"Not quite," she replied during a segment on his show not long after President Barack Obama's election.
Colbert may have been joking, but with Democrats in control, Congress seems increasingly willing to loosen its grip on Norton's city and allow it to function more like a state. That's no laughing matter for some 600,000 city residents.
Congress still must OK the district's budget and it can veto laws the District of Columbia Council passes, though that's rare. And despite some optimism early in Obama's administration, Norton still can't vote on the House floor, though she can introduce bills and vote in committees.
But cracks in congressional control have started to appear.
For the first time in recent memory, Congress didn't attach any restrictions, called "riders," when it approved the city's budget in December. That lifted bans preventing the city from using tax money to help poor women pay for abortions and implementing a decade-old measure legalizing medical marijuana.
And though Congress could have killed apassed by the district Council, federal lawmakers allowed it to become law without weighing in. Same-sex couples started applying for marriage licenses Wednesday, though a three-day waiting period means they can't actually get married till next week.
Now, Congress is considering bills that would give the city even more freedom. Norton, who was elected in 1990 and represents more people than live in Wyoming packed in a city 1/17th the size of Rhode Island, calls it a "moment of opportunity."

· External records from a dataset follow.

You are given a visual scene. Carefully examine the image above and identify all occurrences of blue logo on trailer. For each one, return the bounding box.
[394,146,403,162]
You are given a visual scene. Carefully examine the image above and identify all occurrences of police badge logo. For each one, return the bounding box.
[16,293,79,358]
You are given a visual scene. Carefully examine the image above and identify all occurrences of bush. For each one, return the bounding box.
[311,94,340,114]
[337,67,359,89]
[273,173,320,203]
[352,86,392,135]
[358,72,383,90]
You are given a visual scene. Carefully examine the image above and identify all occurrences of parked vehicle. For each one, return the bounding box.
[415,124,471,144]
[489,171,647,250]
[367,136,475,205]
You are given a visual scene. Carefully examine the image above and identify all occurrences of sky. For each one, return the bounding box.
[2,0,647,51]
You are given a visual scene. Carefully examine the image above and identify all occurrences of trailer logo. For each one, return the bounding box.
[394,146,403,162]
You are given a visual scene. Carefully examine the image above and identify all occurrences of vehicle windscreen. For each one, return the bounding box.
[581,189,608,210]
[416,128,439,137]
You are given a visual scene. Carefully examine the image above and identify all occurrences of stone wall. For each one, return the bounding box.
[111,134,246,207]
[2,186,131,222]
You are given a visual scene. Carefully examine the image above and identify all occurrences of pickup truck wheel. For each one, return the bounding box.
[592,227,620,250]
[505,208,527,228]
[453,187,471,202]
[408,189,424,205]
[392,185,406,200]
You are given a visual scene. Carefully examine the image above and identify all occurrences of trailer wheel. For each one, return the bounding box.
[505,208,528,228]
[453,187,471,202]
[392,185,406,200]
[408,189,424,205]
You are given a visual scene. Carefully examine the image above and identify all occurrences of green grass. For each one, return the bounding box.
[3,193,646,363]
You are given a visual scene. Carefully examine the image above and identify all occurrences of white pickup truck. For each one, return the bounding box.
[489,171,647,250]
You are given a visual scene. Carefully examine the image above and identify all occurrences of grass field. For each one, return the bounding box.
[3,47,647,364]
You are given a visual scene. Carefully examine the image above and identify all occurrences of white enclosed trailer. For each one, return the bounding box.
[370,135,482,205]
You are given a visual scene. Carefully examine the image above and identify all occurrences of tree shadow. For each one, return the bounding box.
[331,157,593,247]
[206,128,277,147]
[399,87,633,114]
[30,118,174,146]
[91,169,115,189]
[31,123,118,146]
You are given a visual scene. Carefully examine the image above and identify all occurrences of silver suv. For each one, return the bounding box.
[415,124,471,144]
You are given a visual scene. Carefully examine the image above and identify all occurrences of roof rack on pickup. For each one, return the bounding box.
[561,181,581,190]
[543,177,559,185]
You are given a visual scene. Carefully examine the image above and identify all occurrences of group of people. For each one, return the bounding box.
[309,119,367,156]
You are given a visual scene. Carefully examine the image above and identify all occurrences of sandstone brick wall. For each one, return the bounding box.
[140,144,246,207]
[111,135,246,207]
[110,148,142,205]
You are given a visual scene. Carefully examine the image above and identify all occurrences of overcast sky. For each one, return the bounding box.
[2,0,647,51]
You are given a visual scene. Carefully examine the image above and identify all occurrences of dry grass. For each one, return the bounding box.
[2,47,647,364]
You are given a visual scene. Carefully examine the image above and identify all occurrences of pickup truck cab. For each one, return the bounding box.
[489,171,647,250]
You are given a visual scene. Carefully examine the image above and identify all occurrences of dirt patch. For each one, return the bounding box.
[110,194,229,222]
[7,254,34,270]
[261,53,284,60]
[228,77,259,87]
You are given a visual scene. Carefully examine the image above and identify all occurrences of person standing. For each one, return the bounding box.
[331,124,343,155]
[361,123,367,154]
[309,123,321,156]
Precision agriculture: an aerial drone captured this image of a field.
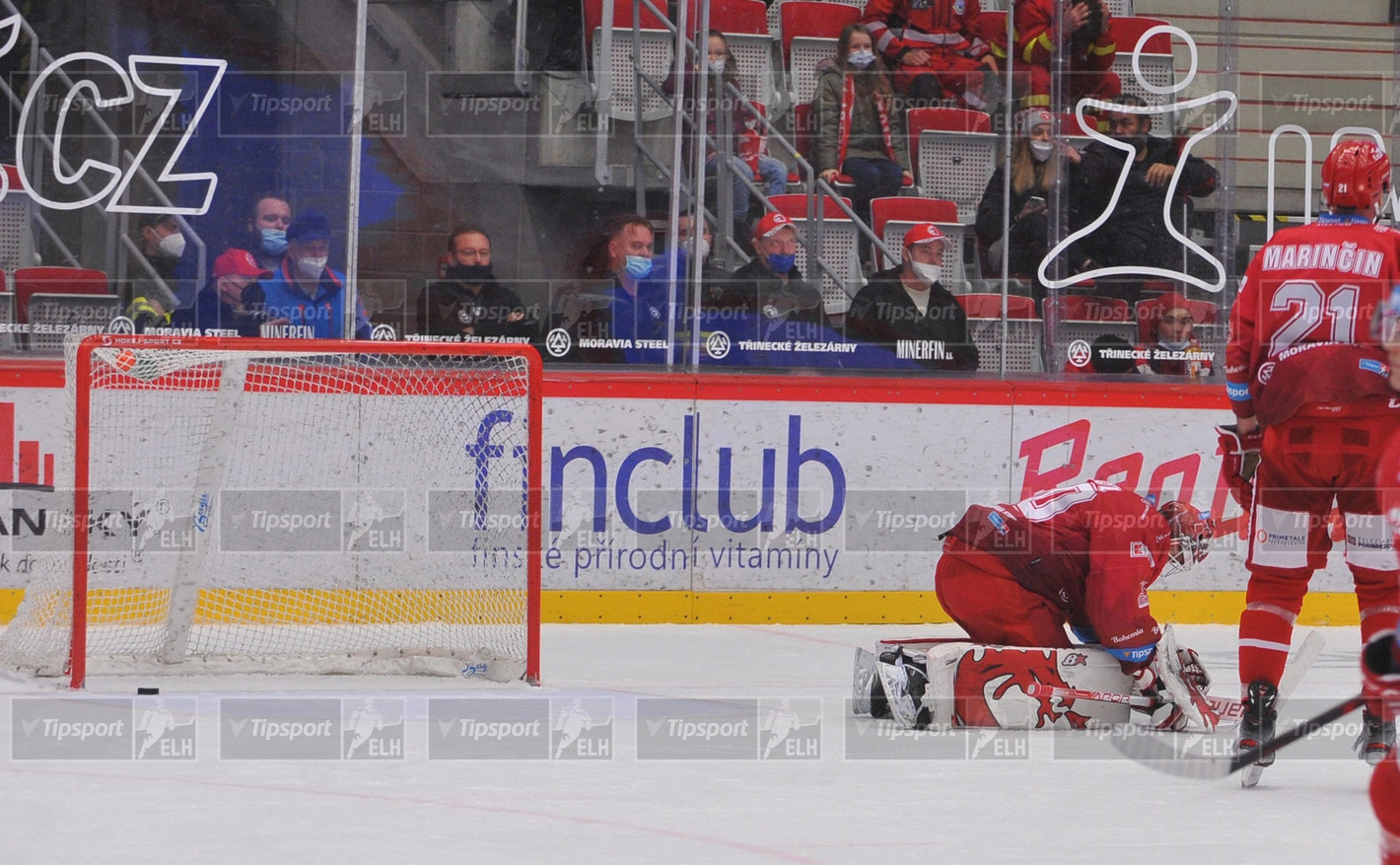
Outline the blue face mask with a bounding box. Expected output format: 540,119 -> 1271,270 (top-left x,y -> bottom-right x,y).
769,252 -> 797,273
262,228 -> 287,254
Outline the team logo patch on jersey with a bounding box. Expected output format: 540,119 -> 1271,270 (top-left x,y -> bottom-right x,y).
1060,652 -> 1089,666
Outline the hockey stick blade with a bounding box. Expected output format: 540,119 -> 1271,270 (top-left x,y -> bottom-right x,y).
1113,694 -> 1365,778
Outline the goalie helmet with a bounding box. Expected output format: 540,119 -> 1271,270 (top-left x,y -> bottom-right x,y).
1157,501 -> 1216,575
1321,140 -> 1390,211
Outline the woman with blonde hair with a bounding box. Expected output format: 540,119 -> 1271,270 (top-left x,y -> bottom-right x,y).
974,108 -> 1081,274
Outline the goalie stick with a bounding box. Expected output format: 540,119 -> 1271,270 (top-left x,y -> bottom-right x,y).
1113,631 -> 1327,787
1026,682 -> 1244,722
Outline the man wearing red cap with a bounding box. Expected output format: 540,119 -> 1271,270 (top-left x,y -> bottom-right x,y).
846,223 -> 977,370
1217,140 -> 1400,785
171,248 -> 286,336
718,213 -> 826,340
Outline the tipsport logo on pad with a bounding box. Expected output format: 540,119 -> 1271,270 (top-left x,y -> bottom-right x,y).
219,490 -> 344,553
219,697 -> 340,760
637,697 -> 759,760
846,701 -> 1030,761
10,698 -> 133,760
429,698 -> 550,760
340,697 -> 407,760
549,697 -> 614,760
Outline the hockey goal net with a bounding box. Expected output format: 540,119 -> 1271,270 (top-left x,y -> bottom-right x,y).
0,334 -> 540,687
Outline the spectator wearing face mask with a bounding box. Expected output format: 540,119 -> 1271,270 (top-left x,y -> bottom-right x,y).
846,223 -> 977,370
813,24 -> 914,253
417,225 -> 537,341
1070,94 -> 1220,289
263,210 -> 371,338
976,108 -> 1083,284
1137,291 -> 1214,378
234,191 -> 291,270
127,213 -> 184,315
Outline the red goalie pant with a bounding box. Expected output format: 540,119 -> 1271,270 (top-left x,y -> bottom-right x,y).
934,538 -> 1074,648
1239,415 -> 1400,685
1370,755 -> 1400,865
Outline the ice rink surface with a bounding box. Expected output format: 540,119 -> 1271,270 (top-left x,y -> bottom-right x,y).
0,625 -> 1377,865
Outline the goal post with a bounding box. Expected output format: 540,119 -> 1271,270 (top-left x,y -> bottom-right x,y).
0,334 -> 542,687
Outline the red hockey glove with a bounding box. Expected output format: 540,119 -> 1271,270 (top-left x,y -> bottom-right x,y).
1361,631 -> 1400,707
1216,424 -> 1264,510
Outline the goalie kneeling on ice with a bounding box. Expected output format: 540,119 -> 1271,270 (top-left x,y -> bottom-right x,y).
853,640 -> 1133,729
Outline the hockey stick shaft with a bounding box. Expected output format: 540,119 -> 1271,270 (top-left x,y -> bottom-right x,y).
1026,682 -> 1244,719
1229,694 -> 1366,772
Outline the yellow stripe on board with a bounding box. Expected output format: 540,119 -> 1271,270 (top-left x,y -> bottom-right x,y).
0,589 -> 1360,627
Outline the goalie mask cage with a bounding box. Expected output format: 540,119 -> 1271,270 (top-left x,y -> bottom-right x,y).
0,334 -> 542,687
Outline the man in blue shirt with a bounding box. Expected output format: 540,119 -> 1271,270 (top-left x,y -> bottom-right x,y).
263,210 -> 371,338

Three-quarters of Washington's registered voters are Democrats. And now that Democrats hold the House, Senate and presidency for the first time since 1992, there's support for letting go of some federal control.
Norton has introduced two bills to give the city more control over its affairs. The first would eliminate the requirement that Congress approve the city's budget. The second would allow city laws to go into effect immediately, instead of waiting for 30 or 60 days for a congressional all-clear, as in the case of the same-sex marriage law.
Mayor Adrian M. Fenty testified that the budget process often causes delays in services to residents. Most of the hundreds of laws he signs every year, from adoption to zoning, "are of no interest to Congress whatsoever," he said.
Longtime residents are used to Congress having the ultimate say. Gary Thompson, a lawyer who has lived in the district since 1992, said it seems like every couple of years some momentum to change that takes hold, then stalls.
"I'm a little bit hardened and a little bit cynical at this point," said Thompson, who heads a neighborhood group and says he will advocate for civil disobedience, like blocking entrances to government buildings, if things don't change soon.
The U.S. Constitution makes it clear the city is under congressional control. City residents didn't get the right to vote in presidential elections until 1961. In the 1970s, residents got the delegate spot in Congress and the right to elect their own mayor and district Council.
Change is slow, however. Norton predicted on Colbert's show a year ago that she would soon be a full voting member; Colbert called her a "fake congresswoman." But momentum to give her voting powers stalled when an amendment was added in the Senate that would repeal a strict city gun registration requirement, something Democrats did not want.
Norton says she believes she may now have found a way around the amendment and will get the bill passed early this year.
Lifelong resident Jenica Degree, who works at a store that sells political memorabilia, isn't convinced that having a voting congresswoman would change much. Not having one "really doesn't bother me," she said.